Realization of kinetochore protein geometry, and CENP-A in particular, reconciles protein counts attained from different microscopy platforms. Using fluorescence correlation spectroscopy (FCS) with its small cone of illumination focuses on the invariant (bright) pool, leaving the peripheral pool to background subtraction [18]. In wide-field microscopy, integrated intensity over a relatively large area (greater than 250 nm) leads to a larger estimate of protein counts than FCS-based methods [11,19]. Discussions regarding the nature of the GFP-constructs (internal versus C-terminal or N-terminal [14]) were tested in Lawrimore et al. [11] where different Cse4 fusion proteins yielded virtually identical protein counts (see [11, fig. 1]; Cse4-GFP B, C-terminal versus Cse4-GFP Cir+ and Cir0, internal).

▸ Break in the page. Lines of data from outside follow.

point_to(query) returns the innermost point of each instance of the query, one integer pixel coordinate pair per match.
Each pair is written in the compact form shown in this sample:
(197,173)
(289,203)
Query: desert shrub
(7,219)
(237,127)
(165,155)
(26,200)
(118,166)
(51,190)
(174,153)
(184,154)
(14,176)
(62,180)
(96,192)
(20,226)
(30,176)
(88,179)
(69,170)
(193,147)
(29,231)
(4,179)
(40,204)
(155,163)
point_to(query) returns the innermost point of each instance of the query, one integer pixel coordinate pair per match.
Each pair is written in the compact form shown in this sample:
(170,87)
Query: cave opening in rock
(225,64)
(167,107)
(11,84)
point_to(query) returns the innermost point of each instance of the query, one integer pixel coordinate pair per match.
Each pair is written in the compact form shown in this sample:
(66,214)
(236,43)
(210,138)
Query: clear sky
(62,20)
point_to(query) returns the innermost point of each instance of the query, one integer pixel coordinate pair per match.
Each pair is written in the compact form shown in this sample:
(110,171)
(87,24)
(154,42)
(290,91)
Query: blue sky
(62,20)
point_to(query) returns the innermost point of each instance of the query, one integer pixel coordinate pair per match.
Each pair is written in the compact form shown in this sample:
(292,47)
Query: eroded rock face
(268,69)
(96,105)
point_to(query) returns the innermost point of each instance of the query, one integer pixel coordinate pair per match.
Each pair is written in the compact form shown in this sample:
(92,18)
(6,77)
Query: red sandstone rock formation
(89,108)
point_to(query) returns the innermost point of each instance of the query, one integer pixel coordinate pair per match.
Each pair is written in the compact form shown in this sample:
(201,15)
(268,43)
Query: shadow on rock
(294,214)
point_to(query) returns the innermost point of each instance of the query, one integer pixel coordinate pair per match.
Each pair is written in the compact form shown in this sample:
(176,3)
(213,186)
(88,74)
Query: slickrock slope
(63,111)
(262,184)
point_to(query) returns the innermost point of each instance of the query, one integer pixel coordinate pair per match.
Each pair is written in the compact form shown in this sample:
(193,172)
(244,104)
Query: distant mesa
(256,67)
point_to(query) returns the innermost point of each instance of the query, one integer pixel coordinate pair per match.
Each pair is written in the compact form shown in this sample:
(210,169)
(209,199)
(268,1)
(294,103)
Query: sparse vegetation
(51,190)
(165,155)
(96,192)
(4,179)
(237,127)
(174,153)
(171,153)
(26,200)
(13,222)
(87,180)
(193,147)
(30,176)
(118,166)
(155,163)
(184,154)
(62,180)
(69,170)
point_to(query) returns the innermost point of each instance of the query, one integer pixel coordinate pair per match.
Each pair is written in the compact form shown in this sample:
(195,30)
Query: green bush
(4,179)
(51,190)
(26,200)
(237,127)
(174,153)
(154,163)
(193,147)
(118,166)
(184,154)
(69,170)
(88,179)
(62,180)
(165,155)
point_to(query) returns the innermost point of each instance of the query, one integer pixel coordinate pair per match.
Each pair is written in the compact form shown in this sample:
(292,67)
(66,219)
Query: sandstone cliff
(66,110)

The evidence for functional diversification came from mutational experiments in which two pools could be separated genetically (via pat1Δ [9,20]). Loss of the peripheral pool was accompanied by a change from anisotropic to isotropic geometry of the clustered Cse4 molecules, as well as reduction in their number [9,20]. The extra molecules create a cloud of CENP-A that may be critical for centromere repair or neocentromere formation (figure 1, see below). Lando et al. [21] similarly noted that there may be an ‘elite’ core of CENP-A at the front-line of kinetochore microtubule engagement in fission yeast. Using super-resolution microscopy [14], Wisniewski et al. [14] confirmed the geometrical anisotropy of CENP-A in budding yeast. However without co-localization of the outer kinetochore components they were unable to define the position of the cloud relative to microtubule plus-ends.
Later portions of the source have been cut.